12/13/2011 4:14:20 PM
A Late Return to the Sea Ice
The latest ice map from Environment Canada, on December 9th, shows the western parts of Hudson Bay have frozen, so the bears are finally back on the ice hunting seals. There's still a lot of missing ice in Hudson Bay (the bright red areas), however, meaning it's far from a normal situation for the bears.
The map below shows the satellite-collar locations of Western Hudson Bay bears, as of December 12th. The bears are all doing different things right now: some are going south and some have gone north. There is definitely movement on the ice, which is great.

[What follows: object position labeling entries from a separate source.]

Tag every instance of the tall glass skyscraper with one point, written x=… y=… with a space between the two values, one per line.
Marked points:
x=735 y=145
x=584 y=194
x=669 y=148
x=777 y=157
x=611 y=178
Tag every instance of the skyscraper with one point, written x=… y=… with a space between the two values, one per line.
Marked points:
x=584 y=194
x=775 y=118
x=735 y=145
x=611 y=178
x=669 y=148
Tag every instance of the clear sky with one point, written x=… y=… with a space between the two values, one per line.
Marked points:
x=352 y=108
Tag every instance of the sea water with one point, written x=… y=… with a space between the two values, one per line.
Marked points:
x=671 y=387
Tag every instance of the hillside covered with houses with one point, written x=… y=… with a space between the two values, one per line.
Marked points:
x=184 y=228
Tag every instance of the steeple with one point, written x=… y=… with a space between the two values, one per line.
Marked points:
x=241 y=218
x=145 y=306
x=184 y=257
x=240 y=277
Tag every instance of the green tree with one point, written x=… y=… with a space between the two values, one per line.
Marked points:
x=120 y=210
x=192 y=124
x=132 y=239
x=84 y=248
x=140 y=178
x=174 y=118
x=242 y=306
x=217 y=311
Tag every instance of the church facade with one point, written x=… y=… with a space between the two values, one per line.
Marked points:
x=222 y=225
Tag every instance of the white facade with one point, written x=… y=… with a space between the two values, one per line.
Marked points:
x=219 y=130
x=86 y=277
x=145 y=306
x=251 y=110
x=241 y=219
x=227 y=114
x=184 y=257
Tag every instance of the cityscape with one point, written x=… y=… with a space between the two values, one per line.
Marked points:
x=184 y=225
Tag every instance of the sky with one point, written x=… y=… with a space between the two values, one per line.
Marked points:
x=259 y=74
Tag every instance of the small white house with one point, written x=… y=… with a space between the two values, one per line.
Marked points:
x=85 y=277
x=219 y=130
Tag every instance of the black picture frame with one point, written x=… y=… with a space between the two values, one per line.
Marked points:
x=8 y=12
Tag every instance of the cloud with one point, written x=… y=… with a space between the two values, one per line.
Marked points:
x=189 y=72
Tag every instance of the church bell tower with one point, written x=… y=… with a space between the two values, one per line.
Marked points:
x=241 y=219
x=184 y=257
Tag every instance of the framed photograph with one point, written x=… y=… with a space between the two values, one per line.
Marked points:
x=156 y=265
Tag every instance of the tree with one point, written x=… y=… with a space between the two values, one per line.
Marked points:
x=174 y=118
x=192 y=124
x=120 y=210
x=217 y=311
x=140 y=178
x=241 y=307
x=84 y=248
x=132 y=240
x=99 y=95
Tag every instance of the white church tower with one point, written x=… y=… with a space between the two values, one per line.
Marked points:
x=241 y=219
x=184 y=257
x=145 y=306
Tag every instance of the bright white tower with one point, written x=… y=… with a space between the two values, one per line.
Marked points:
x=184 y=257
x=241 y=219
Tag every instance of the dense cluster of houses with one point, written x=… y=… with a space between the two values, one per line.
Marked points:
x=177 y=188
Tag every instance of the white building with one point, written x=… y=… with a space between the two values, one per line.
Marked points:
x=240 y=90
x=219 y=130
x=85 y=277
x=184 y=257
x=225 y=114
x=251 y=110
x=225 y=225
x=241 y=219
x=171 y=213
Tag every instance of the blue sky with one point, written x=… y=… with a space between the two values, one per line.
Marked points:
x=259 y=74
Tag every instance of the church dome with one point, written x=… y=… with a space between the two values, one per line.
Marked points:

A map from ten days earlier, on December 2nd, showed that only half the bears had made it back onto the ice. The return to the sea ice—with some bears waiting onshore in areas with no ice—showed the same sort of variation that happened with polar bears coming off the ice this past summer. It appears that variation between individuals is increasing. This means that we'll see some bears doing fine but more bears doing poorly over time. And that was certainly evident in the bears we saw in Churchill this year, with some bears in good health but others in bad shape. We also saw fewer mothers with cubs.
Although it's good news that the bears are finally hunting, we need to keep in mind that this was a very late freeze-up. In the 1980s, freeze-up typically arrived by the end of the first week of November. Two decades later, that had moved to about November 20th. For the past three years, it has been December. These longer and longer ice free periods are straining this population's ability to survive.